DCSIMG

Swann seeks action on post-19 special needs

MORE provision needs to be put in place to cater for special needs teenagers once they reach the age of 19, UUP MLA Robin Swann says.

The Assembly has called on the Minister for Employment and Learning to provide the opportunities and support necessary to ensure that young people leaving special-needs schools at 16 and over 19 years of age “can further their education and aspire, where appropriate, to meaningful employment”.

He added: “Having worked with that section of our community for a number of years now, I am fully conversant with the problems that arise.

“We seem to be concentrating on one section of those people with learning disabilities. However, there are two sections. One section can undertake a certain kind of employment, but there is another group of people who cannot do so,” said Mr Swann.

“In that second section, there are people who remain in a special school until they are 19 years of age; for example, those who are afflicted with autism. When they reach 19 years of age, they are not able to move on to further education or employment and are left in their parents’ care.

“Their only outlet is to go to a day centre, where they are grouped with older people who, very often, are suffering from some kind of mental disability. In that context, we must examine both sides of the equation,” he said.

Mr Swann added: “I support everything that has been said about employment for people who are 19 years old, or even younger. That is something which has been concentrated on in Castle Tower Special School, in Ballymena, for example.

“It monitors those young people as they grow up through their teenage years.

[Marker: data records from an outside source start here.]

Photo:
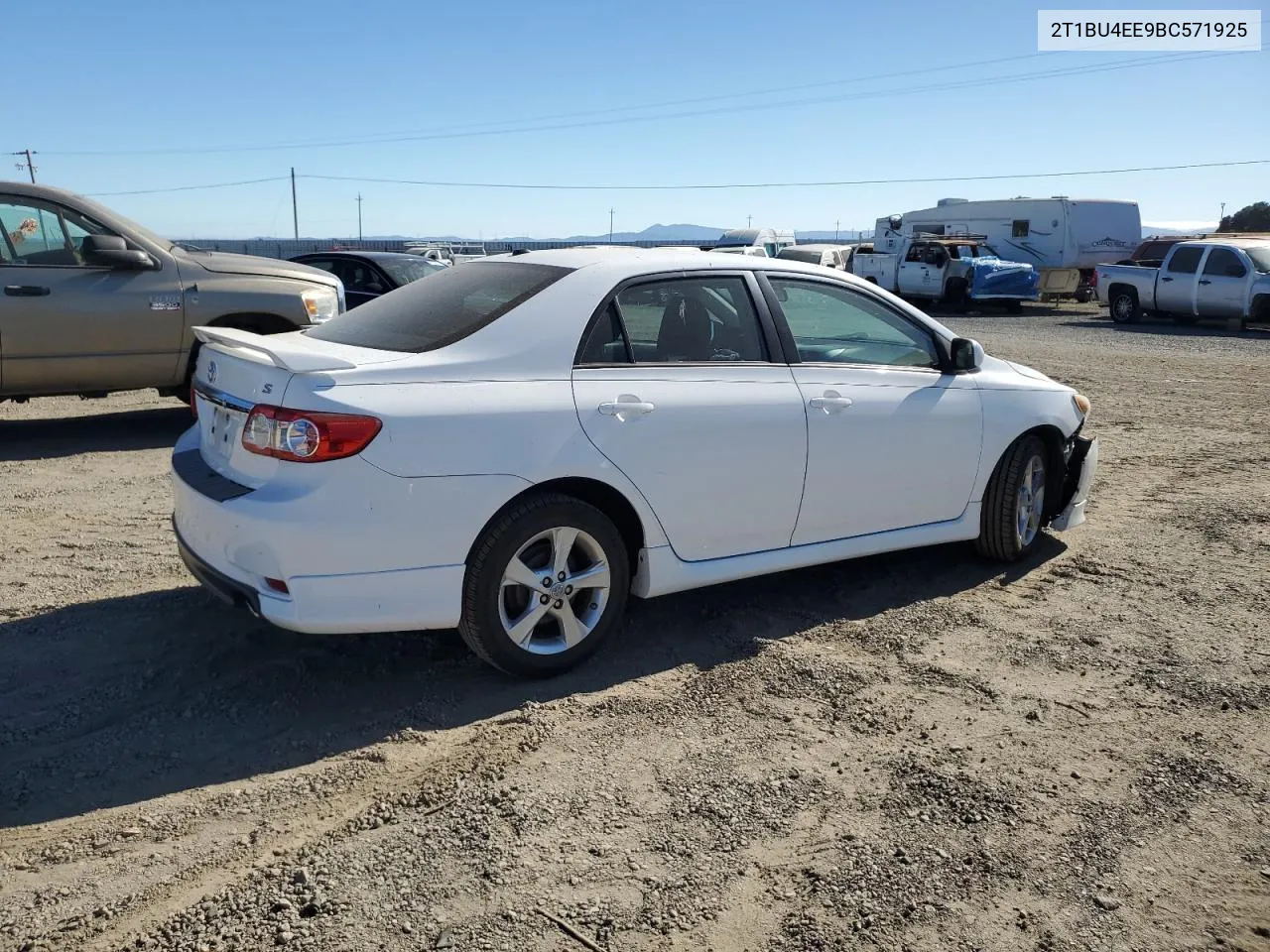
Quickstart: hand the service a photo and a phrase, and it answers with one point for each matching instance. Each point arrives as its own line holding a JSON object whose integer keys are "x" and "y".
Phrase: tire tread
{"x": 997, "y": 538}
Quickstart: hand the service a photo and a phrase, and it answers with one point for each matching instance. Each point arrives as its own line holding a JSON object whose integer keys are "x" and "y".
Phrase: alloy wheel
{"x": 554, "y": 590}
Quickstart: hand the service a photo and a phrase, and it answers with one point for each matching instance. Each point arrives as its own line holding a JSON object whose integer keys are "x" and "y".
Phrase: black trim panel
{"x": 200, "y": 477}
{"x": 221, "y": 585}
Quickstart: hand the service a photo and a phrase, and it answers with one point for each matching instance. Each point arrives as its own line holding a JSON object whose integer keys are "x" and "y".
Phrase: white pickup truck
{"x": 1225, "y": 280}
{"x": 957, "y": 270}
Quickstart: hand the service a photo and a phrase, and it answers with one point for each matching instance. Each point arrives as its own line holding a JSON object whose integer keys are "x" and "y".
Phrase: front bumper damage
{"x": 1082, "y": 463}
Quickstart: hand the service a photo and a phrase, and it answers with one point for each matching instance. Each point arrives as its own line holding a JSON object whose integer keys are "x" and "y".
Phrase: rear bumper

Working in close co-operation with what is now the Northern Regional College, we have had the pleasure of seeing so many of those young people enter some form of employment, which has enhanced their quality of life.

“On that note, we should pay tribute not only to the teachers in special schools - of whom I cannot speak highly enough - but to those in the further education system who take on board the problems of those young people, and to the lecturers who have given themselves the special task of endeavouring to help those young people towards some form of normality in life.

“We should pay tribute to those people who have done so much to help young people with special needs,” said Assemblyman Swann.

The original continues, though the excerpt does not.